Non è stato un semplice incontro istituzionale, ma un vero atto politico quello andato in scena a Monte Santa Maria Tiberina, luogo simbolo di confine e di storia condivisa. Umbria e Toscana scelgono di parlare con una voce sola e di costruire un’alleanza strategica che guarda oltre i singoli dossier, puntando a rafforzare il peso del Centro Italia nel confronto nazionale.

Il patto siglato tra la presidente dell’Umbria Stefania Proietti e il presidente della Toscana Eugenio Giani mette nero su bianco una visione comune fondata su quattro pilastri: infrastrutture, cultura, sanità e ambiente. Temi concreti, ma anche fortemente politici, perché chiamano in causa il rapporto con il Governo e la capacità delle Regioni di incidere sulle scelte strategiche del Paese.

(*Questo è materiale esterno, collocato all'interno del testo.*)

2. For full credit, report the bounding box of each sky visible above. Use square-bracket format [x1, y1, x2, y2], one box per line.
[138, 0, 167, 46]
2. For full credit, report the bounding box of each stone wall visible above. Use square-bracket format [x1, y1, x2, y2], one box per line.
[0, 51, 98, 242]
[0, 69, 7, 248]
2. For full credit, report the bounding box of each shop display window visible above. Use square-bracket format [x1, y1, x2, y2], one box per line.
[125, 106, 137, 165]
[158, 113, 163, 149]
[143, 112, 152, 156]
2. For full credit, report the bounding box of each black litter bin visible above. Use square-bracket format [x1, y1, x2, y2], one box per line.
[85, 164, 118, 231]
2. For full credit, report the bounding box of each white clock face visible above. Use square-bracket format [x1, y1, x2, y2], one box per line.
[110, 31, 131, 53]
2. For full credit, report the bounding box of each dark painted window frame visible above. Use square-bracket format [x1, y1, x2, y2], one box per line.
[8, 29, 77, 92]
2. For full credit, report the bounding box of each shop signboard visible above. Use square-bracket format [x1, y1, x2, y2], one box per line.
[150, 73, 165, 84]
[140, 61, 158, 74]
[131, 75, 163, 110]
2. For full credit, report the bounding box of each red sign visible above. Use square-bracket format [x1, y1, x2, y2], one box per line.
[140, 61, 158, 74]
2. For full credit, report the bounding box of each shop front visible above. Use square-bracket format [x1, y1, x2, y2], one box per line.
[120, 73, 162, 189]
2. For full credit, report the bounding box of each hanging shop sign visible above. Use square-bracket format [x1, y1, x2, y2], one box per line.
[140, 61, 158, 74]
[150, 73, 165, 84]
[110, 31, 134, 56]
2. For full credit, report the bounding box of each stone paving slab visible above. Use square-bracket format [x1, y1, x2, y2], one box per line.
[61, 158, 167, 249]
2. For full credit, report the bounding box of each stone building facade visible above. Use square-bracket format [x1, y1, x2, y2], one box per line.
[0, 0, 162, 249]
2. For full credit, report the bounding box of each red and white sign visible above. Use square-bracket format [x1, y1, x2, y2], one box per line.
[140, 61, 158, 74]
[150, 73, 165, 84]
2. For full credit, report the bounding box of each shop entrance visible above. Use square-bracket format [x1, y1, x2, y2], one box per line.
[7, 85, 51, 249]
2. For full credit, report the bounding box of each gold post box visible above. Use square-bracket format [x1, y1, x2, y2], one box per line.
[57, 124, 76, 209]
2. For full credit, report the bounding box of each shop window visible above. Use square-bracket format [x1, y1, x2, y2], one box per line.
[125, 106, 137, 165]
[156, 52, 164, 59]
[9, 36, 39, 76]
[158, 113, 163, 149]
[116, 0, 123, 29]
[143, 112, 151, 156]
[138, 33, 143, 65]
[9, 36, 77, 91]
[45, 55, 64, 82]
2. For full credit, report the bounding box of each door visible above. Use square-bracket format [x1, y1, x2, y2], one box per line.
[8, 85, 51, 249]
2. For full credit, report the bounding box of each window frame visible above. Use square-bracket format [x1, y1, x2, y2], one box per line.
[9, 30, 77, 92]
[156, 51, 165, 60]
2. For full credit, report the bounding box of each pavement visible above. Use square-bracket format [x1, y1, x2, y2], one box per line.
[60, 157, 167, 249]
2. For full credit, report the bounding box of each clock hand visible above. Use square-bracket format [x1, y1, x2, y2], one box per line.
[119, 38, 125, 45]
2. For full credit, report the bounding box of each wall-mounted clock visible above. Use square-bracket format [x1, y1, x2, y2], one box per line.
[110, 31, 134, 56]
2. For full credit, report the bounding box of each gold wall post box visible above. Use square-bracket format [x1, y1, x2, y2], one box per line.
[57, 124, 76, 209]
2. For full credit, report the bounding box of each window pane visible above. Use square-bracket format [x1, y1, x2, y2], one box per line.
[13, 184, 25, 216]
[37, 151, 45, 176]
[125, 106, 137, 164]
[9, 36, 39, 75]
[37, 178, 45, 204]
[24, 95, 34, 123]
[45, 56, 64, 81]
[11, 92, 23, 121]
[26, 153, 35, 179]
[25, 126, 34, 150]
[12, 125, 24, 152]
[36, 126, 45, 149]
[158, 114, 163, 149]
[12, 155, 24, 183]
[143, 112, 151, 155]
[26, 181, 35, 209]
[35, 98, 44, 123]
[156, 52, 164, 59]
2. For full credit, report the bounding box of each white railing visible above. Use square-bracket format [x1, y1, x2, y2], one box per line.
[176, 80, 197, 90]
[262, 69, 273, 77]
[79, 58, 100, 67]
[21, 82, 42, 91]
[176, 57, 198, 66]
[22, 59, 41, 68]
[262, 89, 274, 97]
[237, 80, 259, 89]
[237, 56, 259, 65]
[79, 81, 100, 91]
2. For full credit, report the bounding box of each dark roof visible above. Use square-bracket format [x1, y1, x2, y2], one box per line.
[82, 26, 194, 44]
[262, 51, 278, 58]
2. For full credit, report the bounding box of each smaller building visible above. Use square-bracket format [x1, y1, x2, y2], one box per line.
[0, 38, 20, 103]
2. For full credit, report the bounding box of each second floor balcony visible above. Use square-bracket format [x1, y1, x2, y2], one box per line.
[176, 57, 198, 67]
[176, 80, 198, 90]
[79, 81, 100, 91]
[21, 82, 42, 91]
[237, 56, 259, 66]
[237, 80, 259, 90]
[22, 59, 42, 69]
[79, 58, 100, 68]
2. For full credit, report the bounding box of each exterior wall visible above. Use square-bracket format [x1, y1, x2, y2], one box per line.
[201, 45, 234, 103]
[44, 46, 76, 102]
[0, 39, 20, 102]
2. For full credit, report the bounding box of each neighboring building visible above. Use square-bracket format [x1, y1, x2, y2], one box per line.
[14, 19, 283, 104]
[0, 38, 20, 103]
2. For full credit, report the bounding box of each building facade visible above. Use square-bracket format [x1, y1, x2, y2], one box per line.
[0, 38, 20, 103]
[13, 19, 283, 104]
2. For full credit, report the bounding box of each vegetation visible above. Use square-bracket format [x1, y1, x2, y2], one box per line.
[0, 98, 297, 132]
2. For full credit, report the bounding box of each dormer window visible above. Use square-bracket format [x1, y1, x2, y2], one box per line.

Sul fronte dei trasporti, la richiesta è chiara: l’Alta Velocità non può restare un’infrastruttura che attraversa i territori senza servire le comunità. Da qui la necessità di un tavolo urgente con l’Esecutivo per la stazione Medioetruria e per garantire fermate e collegamenti rapidi a Orvieto, Chiusi, Cortona-Camucia e Arezzo. Una battaglia condivisa che parla soprattutto ai pendolari e alle aree interne, troppo spesso penalizzate.

La cultura diventa invece collante identitario e leva di sviluppo, con lo sguardo rivolto alle celebrazioni per gli ottocento anni dalla morte di San Francesco e ai cammini che uniscono Umbria e Toscana. Un patrimonio comune che può trasformarsi in progetto politico e turistico di area vasta, superando i confini amministrativi.

Centrale anche il capitolo sanità, dove emerge la volontà di passare dalla competizione alla cooperazione: condivisione di know how, accordi sulla mobilità passiva e valorizzazione dei centri di eccellenza rappresentano una risposta concreta alle esigenze dei cittadini, al di là delle appartenenze regionali.

Infine l’ambiente, con l’acqua della diga di Montedoglio come simbolo di una gestione solidale delle risorse. La collaborazione per sostenere il lago Trasimeno va letta come un segnale politico forte: le emergenze ambientali non si risolvono con logiche di confine, ma con scelte condivise e lungimiranti.

In controluce, il messaggio è chiaro: Umbria e Toscana intendono rafforzare l’idea di un’Italia Mediana capace di contare, di avanzare proposte e di chiedere risposte. Un’alleanza che, se sostenuta da atti concreti e continuità politica, può diventare un modello di cooperazione interregionale e un nuovo baricentro nel dibattito nazionale.